Bubituzak ile Boyutlar Arası Bir Serüven

Ülke alternatif müzik piyasasındaki hareketlilik ve canlılık parmak ısırtacak durumda. Meyil aldığı tür hangisi olursa olsun yaşanan bu çeşitlilik son dönemde üretimi çoğaltırken birçok topluluğun da şevkini artırıyor diye düşünüyorum.

Dünya ve ülke coğrafyasındaki kaotik durum bizleri nereye götürür bilinmez fakat insanların ortaya bir şeyler koyma çabası ve bunun da dinleyici nazarında iyi karşılık bulması umutlanma vesilesi.

Bubituzak da bu üretim zenginliğine katkıda bulunan topluluklardan.  Yeni uzunçalarları “Boyutlar” ile üzerine düşünülecek ve hayal kurulacak bir saha oluşturmayı sağlıyorlar.

Topluluğun kadrosu Ali Güçlü Şimşek, Görkem Karabudak ve Emrah Atay’dan oluşuyor. Aslında kendilerine geçmişte Çilekeş grubundan aşinayız. Emrah ise Kreş grubunun davullarının başındaydı o vakit. Bu bakımdan müzikal yolculuk adına Çilekeş’ten buralara dönüşen bir anlayış söz konusu. Birçok farklı projede imzası bulunan ekibi evrildiği son noktada Bubituzak olarak karşımızda görüyoruz.

Bubituzak ilk çalışması “Uzay Yolları Taşlı”yı yayımladığında dikkat oklarının üzerlerine çevrilmesini sağlamıştı. Müzikal farklılığın yanında vokaldeki bayrak değişimi ilk dikkat çeken unsur olmuştu. Görkem, Çilekeş döneminin vokali iken Bubituzak’ta bu defa Ali  mikrofonun başına geçiyordu.

Yeni albüm “Boyutlar” yetmişli yılların saykodelik tınılarını referans alan birçok noktanın biraraya gelmesiyle şekillenen genel bir atmosfere sahip. Meksika sınırında, çölün ortasında kurulmuş ufak kasabalarda oradan oraya dolanan yalnız bir adam hissiyatıyla dalıyorum albümün içine. Aynı zamanda kendi coğrafyamızdan, şark melodilerinin çizdiği karikatürist bir elin varlığı da hissedilenler arasında. Türkiye saykodelik müziğinden söz edeceksek Boyutlar albümünü bir kenara not etmeliyiz.

Kullanılan nefesli tonlamaları ve gitarların kötü adamların kuytularda zaman kolladığı spagetti westernleri anımsatan tınılarıyla hikayenin hangi yılda geçtiğinin dinleyiciye bırakıldığı bir anlayış mevcut.
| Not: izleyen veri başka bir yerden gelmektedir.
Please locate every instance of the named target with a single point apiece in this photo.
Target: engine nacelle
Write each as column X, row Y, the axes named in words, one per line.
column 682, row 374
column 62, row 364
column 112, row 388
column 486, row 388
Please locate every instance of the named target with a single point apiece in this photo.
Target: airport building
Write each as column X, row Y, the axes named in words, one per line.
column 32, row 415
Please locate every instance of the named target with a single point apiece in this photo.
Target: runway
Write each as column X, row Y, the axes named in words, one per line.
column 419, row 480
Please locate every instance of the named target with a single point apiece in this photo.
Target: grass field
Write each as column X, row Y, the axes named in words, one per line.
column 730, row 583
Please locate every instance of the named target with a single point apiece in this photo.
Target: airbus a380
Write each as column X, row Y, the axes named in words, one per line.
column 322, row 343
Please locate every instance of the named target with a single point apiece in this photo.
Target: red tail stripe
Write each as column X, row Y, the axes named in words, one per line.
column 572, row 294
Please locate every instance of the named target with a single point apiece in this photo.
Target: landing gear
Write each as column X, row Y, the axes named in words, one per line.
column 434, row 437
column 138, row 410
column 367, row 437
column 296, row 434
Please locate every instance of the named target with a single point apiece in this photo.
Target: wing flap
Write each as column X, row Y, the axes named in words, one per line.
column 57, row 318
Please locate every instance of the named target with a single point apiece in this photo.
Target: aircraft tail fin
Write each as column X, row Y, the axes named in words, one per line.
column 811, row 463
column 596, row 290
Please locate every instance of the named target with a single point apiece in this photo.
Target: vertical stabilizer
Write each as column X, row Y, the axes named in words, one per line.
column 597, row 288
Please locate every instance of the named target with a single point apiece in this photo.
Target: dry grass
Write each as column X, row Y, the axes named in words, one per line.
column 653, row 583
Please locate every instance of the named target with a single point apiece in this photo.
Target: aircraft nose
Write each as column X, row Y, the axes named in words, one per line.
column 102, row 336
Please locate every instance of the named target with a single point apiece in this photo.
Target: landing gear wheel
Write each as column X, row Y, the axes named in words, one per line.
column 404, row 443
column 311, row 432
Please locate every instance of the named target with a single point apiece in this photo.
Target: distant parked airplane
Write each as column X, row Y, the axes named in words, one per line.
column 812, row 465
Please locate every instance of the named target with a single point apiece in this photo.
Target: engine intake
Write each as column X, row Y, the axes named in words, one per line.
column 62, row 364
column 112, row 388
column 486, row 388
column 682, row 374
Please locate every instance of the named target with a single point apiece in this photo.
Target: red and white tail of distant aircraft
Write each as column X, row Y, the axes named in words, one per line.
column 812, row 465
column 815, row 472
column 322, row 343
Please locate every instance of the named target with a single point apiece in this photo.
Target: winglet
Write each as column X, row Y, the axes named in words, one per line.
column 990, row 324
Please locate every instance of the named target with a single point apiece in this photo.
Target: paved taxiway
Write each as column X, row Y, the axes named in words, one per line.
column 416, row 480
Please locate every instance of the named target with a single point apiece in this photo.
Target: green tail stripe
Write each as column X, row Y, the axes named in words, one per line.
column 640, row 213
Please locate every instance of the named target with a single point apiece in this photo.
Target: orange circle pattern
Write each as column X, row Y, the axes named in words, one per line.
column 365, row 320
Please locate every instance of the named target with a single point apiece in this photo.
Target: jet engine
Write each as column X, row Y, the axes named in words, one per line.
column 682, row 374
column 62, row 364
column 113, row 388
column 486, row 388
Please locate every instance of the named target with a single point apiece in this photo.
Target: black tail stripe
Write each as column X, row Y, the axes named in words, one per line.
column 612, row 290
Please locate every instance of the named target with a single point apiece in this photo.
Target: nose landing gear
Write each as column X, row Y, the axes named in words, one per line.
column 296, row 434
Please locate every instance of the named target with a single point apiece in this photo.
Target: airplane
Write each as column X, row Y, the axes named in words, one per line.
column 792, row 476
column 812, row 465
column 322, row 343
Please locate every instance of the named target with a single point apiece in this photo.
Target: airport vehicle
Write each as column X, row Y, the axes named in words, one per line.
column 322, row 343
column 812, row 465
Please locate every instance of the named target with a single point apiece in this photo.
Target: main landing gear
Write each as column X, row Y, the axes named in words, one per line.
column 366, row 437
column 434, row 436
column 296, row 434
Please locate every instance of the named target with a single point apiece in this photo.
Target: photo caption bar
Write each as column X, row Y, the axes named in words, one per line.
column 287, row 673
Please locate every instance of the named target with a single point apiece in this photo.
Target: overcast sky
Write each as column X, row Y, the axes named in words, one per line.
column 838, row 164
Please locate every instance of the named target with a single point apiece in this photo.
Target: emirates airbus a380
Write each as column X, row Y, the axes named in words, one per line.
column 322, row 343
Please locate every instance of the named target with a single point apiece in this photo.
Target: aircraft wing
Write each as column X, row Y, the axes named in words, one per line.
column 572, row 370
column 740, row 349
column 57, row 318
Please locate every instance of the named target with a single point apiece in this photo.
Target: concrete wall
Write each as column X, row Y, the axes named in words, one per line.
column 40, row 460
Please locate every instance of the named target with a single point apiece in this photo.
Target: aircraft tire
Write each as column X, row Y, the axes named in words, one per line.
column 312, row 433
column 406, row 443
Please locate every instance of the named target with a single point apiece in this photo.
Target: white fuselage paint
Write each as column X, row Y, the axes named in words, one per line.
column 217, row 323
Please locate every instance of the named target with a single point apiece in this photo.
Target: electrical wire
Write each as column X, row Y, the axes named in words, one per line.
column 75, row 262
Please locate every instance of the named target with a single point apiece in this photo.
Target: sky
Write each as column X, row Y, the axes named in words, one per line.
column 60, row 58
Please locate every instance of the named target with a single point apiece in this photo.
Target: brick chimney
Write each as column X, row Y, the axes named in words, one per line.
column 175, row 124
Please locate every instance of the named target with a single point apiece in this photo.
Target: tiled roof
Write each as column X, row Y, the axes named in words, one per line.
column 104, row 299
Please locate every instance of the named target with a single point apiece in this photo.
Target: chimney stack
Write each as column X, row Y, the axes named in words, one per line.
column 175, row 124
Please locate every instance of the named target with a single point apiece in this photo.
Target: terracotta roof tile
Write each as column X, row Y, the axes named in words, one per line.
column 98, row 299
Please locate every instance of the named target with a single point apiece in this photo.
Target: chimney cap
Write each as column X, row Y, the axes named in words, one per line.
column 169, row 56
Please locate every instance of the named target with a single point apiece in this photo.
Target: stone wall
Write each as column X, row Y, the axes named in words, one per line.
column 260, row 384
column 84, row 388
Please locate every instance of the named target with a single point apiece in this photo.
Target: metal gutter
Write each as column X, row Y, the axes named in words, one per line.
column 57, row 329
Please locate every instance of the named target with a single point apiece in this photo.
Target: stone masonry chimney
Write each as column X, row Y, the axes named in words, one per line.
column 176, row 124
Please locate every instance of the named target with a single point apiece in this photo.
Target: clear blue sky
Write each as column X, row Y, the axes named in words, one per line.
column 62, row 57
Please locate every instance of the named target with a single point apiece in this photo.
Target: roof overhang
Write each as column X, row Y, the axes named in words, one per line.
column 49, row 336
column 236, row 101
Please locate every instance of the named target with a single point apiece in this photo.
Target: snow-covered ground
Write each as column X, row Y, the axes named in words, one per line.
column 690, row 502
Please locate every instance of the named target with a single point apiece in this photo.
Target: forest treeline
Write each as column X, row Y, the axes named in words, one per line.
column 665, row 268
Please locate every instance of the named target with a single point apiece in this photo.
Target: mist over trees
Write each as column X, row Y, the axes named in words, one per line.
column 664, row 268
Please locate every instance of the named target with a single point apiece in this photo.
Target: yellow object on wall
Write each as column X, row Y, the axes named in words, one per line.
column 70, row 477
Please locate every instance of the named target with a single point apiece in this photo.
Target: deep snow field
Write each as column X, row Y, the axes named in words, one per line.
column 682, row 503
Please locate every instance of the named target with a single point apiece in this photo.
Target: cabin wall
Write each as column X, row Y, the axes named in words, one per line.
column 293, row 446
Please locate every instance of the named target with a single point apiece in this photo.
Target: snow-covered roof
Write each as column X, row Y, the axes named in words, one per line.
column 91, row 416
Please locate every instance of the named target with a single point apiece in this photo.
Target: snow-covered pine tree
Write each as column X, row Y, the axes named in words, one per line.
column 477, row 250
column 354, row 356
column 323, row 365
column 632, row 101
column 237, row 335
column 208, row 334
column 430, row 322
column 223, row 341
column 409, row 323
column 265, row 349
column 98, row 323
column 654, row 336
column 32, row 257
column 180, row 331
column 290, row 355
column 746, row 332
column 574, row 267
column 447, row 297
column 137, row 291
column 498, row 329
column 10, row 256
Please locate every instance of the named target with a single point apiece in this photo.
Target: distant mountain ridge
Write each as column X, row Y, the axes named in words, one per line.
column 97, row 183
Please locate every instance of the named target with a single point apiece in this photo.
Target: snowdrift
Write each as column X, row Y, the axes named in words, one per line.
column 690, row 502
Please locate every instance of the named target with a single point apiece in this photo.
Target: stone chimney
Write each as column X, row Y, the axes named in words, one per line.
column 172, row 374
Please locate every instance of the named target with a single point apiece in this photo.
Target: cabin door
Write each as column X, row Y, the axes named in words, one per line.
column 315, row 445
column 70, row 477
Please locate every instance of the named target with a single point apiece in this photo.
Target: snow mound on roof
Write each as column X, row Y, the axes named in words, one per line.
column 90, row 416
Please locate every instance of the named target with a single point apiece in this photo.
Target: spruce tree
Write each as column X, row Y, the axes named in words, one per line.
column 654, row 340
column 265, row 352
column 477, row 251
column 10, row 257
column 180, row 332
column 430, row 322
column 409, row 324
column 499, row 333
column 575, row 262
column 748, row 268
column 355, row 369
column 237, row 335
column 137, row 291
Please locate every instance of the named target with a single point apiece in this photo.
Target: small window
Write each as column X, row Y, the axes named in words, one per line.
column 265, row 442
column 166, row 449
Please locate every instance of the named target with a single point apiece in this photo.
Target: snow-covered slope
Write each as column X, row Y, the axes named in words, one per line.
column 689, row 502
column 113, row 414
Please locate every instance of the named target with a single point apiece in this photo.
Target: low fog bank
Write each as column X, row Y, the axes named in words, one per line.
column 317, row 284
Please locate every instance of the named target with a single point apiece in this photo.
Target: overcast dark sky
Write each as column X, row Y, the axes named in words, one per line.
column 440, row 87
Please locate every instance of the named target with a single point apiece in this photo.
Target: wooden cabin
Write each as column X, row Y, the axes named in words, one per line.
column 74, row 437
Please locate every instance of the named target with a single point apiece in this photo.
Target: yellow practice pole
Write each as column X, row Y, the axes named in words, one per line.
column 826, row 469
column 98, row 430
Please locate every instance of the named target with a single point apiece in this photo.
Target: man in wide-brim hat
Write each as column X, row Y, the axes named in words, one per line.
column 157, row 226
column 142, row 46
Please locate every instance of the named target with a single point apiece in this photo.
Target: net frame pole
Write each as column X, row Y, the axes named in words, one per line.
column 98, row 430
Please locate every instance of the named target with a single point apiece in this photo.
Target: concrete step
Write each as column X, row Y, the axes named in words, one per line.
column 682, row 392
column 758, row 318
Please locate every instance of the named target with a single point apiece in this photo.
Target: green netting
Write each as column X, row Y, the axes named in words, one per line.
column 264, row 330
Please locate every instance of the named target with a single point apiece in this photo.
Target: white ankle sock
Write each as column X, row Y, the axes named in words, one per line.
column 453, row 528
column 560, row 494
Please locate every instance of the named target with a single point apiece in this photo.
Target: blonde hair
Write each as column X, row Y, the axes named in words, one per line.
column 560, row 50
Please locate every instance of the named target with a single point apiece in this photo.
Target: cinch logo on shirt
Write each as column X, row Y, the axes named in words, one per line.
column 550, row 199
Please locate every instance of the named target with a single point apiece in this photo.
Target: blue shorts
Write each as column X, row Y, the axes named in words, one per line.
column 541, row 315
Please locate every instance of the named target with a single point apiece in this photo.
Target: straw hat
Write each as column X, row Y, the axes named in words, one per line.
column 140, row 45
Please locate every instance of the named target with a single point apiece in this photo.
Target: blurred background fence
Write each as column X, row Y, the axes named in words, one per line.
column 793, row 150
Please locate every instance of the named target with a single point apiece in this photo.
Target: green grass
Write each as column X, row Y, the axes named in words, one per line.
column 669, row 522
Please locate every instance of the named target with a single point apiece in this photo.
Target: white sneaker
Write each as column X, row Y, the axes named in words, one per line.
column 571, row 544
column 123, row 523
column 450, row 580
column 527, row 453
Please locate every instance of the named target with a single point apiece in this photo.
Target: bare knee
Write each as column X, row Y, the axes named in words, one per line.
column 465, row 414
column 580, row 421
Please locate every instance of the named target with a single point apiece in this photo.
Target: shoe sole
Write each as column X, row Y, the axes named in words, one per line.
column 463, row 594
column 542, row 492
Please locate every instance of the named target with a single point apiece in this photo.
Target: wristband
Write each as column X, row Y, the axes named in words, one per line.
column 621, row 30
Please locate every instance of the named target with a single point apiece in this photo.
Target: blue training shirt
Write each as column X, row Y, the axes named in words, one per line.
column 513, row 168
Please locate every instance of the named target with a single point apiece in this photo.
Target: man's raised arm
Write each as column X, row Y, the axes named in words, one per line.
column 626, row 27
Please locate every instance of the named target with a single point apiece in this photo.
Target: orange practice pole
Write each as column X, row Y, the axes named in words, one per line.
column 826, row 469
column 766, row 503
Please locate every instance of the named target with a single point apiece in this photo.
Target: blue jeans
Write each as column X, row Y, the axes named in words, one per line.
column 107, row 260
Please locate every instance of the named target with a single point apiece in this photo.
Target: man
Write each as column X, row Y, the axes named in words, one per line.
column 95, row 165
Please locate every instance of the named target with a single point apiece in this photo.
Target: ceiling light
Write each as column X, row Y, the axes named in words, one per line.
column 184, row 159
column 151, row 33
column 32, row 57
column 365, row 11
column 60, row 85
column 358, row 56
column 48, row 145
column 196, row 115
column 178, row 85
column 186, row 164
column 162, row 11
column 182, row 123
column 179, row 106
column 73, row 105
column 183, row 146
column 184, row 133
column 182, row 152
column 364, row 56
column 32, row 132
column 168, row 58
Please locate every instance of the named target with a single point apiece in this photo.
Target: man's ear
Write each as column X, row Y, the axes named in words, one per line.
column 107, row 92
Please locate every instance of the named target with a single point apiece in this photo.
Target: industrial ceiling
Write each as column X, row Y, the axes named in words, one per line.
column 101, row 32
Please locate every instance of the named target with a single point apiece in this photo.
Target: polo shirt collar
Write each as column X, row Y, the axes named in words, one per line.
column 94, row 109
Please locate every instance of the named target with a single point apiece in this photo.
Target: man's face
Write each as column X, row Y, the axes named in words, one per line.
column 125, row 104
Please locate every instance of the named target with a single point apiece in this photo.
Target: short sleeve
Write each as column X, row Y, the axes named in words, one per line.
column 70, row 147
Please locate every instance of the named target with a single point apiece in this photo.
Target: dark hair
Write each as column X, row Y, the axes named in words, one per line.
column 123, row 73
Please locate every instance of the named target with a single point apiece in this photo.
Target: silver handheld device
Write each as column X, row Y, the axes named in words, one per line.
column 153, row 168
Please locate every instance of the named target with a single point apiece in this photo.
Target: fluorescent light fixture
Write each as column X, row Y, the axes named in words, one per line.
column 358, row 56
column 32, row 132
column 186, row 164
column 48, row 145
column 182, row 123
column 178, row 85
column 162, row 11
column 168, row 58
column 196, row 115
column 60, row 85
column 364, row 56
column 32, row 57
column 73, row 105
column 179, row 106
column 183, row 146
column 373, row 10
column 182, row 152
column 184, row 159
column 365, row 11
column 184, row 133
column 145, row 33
Tabii ki işin içinde yetmişler fantastik Türk sinemasının aroması da eksik değil.

Geçen zaman zarfında müzikal anlayışlarının olgunlaştığını ve zaten tatmin edici olan enstrüman hakimiyetlerinin yerine daha da oturduğu hissediliyor.

Beste yapıları anlamında katmanlar arası geçişlerin ve ulaşılan renkliliğin albümün genelinde buram buram yaşanıyor olması işin lezzeti bakımından gözden kaçmayan noktalardan biri. Şarkı sözleri için de bir şeyler söylemek gerekirse, sokak jargonu, kelime oyunları ve bunların ekseninde kendi dillerini yaratmak açısından keyifli bir dinleme süreci sunuyor.

“Harakiri” enerjik yapısıyla gayet yerinde bir açılış yapıyor. Bunun dışında kayırmam gereken parçalar olacaksa “Cehennem Dediğin” ve “Ateş Olsan”  ilk etapta sayabileceklerimden. “Olan Olur” da bir diğeri. Gaye Su Akyol ile gerçekleştirilen bu düet parça öne çıkanlardan.

“Boyutlar” son dönemin iyi yerli yapımlarından, ortaya koyduğu atmosfer ve farklı anlatım diliyle dolu bir içerik barındırıyor.

Güzel şeyler de oluyor her şeye rağmen.

Bubituzak’a kulak vermekte fayda var.